Nesse caldo, houve espaço até para trabalhos mais ousados entre os brasileiros na feira, o terceiro país mais bem representado por galerias num universo de quase 300 casas que disputam a atenção de colecionadores esticados pelas plásticas e bronzeados pelo sol faiscante dessas bandas.

Enquanto os americanos atacaram com o melhor do melhor do sonho americano, com Alexander Calder, Andrew Wyeth, Carl Andre, Donald Judd, Ed Ruscha, Gordon Parks, Jean-Michel Basquiat, Mark Rothko, Robert Rauschenberg, Roy Lichtenstein e Willem de Kooning, havia trabalhos de grosso calibre na ala da fantasia para além dos monstros do geometrismo abstrato tropical, de Waldemar Cordeiro a Hélio Oiticica, de Lygia Clark a Lygia Pape.

Um dos melhores trabalhos de Adriana Varejão, uma tela que mostra uma sauna toda branca manchada de sangue mais do que vermelho, seu registro mais acachapante da carnificina que se agita por baixo das mais belas superfícies, a grande metáfora do fracasso das utopias modernistas, estava à venda por US$ 1,6 milhão, ou R$ 8,7 milhões, na paulistana Galatea.

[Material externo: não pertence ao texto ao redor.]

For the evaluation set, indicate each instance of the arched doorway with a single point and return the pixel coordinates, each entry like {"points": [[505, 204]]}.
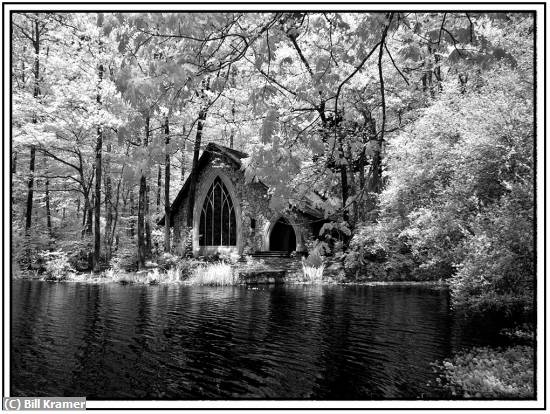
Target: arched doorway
{"points": [[282, 236]]}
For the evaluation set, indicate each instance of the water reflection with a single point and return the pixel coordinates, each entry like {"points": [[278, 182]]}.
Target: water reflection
{"points": [[174, 342]]}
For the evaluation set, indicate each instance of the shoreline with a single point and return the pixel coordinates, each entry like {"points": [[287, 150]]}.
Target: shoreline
{"points": [[86, 278]]}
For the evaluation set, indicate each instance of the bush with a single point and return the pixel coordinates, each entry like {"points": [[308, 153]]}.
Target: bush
{"points": [[313, 274], [313, 267], [213, 274], [489, 373], [125, 258], [57, 265], [498, 272]]}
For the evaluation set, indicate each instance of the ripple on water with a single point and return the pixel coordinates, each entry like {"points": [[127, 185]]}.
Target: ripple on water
{"points": [[181, 342]]}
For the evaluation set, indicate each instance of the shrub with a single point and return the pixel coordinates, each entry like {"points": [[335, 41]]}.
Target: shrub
{"points": [[313, 274], [489, 373], [213, 274], [57, 266], [313, 267], [314, 259], [125, 258]]}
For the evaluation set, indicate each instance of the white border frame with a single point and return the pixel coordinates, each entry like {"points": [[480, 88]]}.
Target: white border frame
{"points": [[539, 403]]}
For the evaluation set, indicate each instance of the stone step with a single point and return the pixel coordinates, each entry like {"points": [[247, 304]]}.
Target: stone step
{"points": [[271, 253], [263, 277]]}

Não foi vendido. Também não se sabe ainda o destino da águia de ponta-cabeça, esculpida no mais puro mármore branco, pelo artista italiano Maurizio Cattelan, grande chamariz da porta da Gagosian, a maior galeria do mundo, que tem no seu elenco o maior satirista atual do mundo da arte, tão ruim quanto é bom.

Os Estados Unidos se reviram e se refestelam na própria luxúria e miséria, parece ser a lição. A águia tombada é mais sinal de inveja do que qualquer coisa nesse circo.